Hot Borneo

Di Diskusi Jurnalistik Apahabar.com, JMSI Kalsel: "Senja" Media Itu Nyata!

Pengurus Daerah (PD) Jaringan Media Siber Indonesia (JMSI) Provinsi Kalimantan Selatan (Kalsel) menyoroti kondisi media massa di era digital. 

Featured-Image
Ketua PD JMSI Kalsel, Milhan Rusli menilai media massa benar-benar berada di ujung "senja". Foto-dok apahabar

apahabar.com, BANJARMASIN - Pengurus Daerah (PD) Jaringan Media Siber Indonesia (JMSI) Provinsi Kalimantan Selatan (Kalsel) menyoroti kondisi media massa di era digital. 

Ketua PD JMSI Kalsel, Milhan Rusli menilai media massa benar-benar berada di ujung "senja".
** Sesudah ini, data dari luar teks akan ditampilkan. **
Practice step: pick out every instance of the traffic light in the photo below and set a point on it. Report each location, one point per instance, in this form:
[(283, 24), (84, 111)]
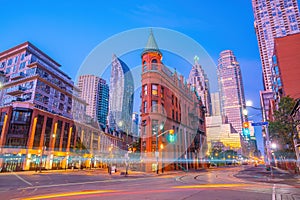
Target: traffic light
[(246, 125), (246, 131), (171, 136)]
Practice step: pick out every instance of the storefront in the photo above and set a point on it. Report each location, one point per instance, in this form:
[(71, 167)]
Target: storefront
[(12, 162)]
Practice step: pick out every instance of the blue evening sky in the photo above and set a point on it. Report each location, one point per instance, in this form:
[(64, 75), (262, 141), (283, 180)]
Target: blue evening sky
[(68, 30)]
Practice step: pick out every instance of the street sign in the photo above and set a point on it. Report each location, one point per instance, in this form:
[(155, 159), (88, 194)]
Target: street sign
[(259, 123)]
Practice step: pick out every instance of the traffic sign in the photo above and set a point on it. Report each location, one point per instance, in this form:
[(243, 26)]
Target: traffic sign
[(259, 123)]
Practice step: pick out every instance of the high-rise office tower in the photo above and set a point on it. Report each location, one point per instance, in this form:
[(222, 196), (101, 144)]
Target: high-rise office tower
[(95, 92), (273, 18), (231, 89), (135, 124), (215, 104), (120, 96), (199, 81)]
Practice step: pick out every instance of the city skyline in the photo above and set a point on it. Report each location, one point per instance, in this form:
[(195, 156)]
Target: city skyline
[(85, 27)]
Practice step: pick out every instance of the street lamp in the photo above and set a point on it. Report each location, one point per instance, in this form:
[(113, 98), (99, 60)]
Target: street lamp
[(162, 157), (156, 152), (274, 146), (268, 143)]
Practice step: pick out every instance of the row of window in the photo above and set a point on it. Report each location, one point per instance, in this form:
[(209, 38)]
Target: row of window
[(11, 61)]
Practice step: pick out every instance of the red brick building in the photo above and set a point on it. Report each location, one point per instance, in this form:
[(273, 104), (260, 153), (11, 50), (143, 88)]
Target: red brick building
[(167, 102), (286, 70)]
Pasalnya, setiap orang kini bisa mendirikan media massa hanya bermodalkan website semata.

Bahkan tanpa berlandaskan Undang-Undang Nomor 40 Tahun 1999 tentang Pers. 

"Kini setiap orang bisa mendirikan media dengan hanya bermodalkan website," ucap Milhan Rusli saat menjadi narasumber Diskusi "Senja" Jurnalistik Apahabar.com, Rabu (30/11) sore. 
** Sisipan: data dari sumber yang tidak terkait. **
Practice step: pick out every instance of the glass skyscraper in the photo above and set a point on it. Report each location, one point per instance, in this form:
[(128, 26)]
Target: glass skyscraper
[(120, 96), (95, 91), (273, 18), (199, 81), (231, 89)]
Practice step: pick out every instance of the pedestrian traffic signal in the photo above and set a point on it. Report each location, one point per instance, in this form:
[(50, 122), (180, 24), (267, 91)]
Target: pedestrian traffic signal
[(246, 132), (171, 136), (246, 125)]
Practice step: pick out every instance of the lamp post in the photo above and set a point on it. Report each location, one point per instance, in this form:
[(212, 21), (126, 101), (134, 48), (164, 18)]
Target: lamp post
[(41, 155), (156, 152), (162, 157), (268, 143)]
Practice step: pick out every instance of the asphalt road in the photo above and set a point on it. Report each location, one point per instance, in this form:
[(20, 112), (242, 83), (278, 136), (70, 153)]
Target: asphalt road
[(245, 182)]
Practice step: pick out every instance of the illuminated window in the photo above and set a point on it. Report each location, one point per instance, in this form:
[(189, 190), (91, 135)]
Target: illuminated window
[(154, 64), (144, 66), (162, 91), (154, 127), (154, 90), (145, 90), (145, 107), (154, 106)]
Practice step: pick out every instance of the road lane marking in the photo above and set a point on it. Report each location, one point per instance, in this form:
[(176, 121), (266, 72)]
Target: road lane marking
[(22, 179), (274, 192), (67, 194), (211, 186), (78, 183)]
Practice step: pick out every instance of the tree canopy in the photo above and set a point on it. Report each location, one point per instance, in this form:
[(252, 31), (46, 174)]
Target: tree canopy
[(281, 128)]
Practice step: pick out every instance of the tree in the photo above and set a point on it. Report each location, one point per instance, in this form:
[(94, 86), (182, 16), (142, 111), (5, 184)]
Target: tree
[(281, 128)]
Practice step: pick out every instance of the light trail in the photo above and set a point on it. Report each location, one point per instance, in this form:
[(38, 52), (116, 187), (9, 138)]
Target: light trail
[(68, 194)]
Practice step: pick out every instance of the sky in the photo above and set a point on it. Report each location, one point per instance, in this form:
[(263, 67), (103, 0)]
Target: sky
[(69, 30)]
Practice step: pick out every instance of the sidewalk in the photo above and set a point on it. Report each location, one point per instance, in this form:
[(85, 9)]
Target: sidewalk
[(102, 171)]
JMSI mencatat hanya 12 media massa Kalsel yang terverifikasi Dewan Pers. 

"Ini berdasarkan catatan JMSI. Kalau Apahabar.com sudah terverifikasi Dewan Pers sejak dua tahun lalu," kata wartawan senior ini. 

Di era modern, sambung Milhan, masyarakat mesti cerdas membedakan antara media massa dengan media sosial.

Media massa, jelas Milhan, menjalankan tugas sesuai dengan kaidah jurnalistik. Sedangkan media sosial itu tidak. 

"Media massa itu menulis berita sesuai fakta, berimbang atau coverboth side dan mengedepankan kode etik jurnalistik," terangnya.

Kendati demikian, menurutnya, kemajuan teknologi informasi tidak bisa dihindari. Sehingga media massa harus bisa berjalan beriringan dengan media sosial.

"Pastinya dengan tetap mengedepankan etika jurnalistik," tutupnya.